Halloween has taken on an ugly characteristic lately. It is presented as a neutral holiday, one with no Christian or Jewish qualities, a holiday that everyone can celebrate. The amount of money spent now on Halloween decorations and costumes is about equal to what Americans spend on Christmas, which is a bad sign. It is not rooted in paganism or demons, it was of course an opportunity for Christians to dress up on the evening of All Saints Day in Roman Catholic countries, and for Catholics to commit to pray for the souls of their benefactors’ deceased relatives when people received soul-cakes as a treat. But look at what has happened to the fun holiday of my childhood when we dressed up as princesses and soldiers and cowboys and pirates or cartoon characters. The fronts of far too many houses are covered in skeletons and cobwebs and witches and devils and tombstones. Death is emphasized, instead of the saints and their promise of eternal life, and Death is presented as something fearful, not as a graduation into eternity with God. Every year there are big debates about whether or not Christians can even observe Halloween.

Romzha was murdered in his bed by that agent late on Halloween night, a night that has become so synonymous now in western countries with death or ugliness or even evil. It is rather appropriate, really, that one of the most wicked regimes that has ever existed in human history ordered the murder of a holy young bishop who spoke truth and opposed atheism and communism alike should do so on what has become as night that is now associated with bad things. Young Romzha was only thirty-six years old, but in his three years as a bishop he had disturbed one of the most powerful men in the world, Josef Stalin, and he had defied all attempts to get him to break the union with the holy see of Rome. He himself said that it was only through the protection of the Mother of God that he was able to resist in some of those frightening interrogations. I encourage you to read the book by Father Puskas, Theodore Romzha: His Life, Times, and Martyrdom in order to get to know Blessed Theodore better. I first encountered Blessed Theodore 57 years ago in a book by Donald Attwater Martyrs of the Church, and the photograph of that young man has been in my mind ever since as he looked off into the distance, like a biblical prophet, as if he foresaw what was coming his way.

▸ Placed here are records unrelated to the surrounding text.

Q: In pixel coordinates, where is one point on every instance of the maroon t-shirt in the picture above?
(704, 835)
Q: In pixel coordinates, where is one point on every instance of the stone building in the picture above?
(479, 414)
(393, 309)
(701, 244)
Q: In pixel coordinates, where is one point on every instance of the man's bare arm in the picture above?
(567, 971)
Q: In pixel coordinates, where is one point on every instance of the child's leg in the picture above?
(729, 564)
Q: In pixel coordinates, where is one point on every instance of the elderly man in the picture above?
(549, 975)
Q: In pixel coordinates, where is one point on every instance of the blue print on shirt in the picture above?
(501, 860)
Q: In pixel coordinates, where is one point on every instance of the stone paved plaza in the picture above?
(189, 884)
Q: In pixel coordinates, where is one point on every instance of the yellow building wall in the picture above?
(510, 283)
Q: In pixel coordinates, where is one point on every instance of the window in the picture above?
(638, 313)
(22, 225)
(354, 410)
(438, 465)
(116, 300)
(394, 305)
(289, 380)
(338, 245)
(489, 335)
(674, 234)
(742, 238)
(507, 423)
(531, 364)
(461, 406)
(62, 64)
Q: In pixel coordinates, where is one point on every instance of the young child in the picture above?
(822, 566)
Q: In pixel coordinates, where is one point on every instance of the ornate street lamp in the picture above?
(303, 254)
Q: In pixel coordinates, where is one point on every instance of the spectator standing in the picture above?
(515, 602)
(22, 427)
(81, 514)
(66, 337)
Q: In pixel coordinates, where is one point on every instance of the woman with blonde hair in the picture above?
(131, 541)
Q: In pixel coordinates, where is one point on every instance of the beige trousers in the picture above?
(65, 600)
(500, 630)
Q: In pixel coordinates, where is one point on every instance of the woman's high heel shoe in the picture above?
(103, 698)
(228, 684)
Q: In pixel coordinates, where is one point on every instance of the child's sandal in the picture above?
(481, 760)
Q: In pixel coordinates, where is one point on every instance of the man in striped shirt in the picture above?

We live in such a challenging time, where political leaders who should be presenting their hopes for the future of the country are instead throwing mud at one another with television ads or in their speeches. Our country is politically divided almost 50-50, and terrible wars have erupted in Africa, the Middle East, and poor suffering Ukraine. God and His Church are routinely mocked, and 30% of Americans now claim to be spiritual but not religious, as Christianity declines. Romzha faced tremendous obstacles of hatred, atheism, lies, slander, and the murders of his priests – but through it all he remained faithful, in love with God, and committed to being a Catholic. He put his trust in the protection of the Blessed Virgin Mary and her rosary, and in the end, his vision of life won out over that of communism. In the end, our vision of life will win out, but it is up to us to be strong, faithful Catholics, rooted in the sacraments, Marian devotion, with a living faith in Jesus Christ to go forward and proclaim the gospel once again to the world.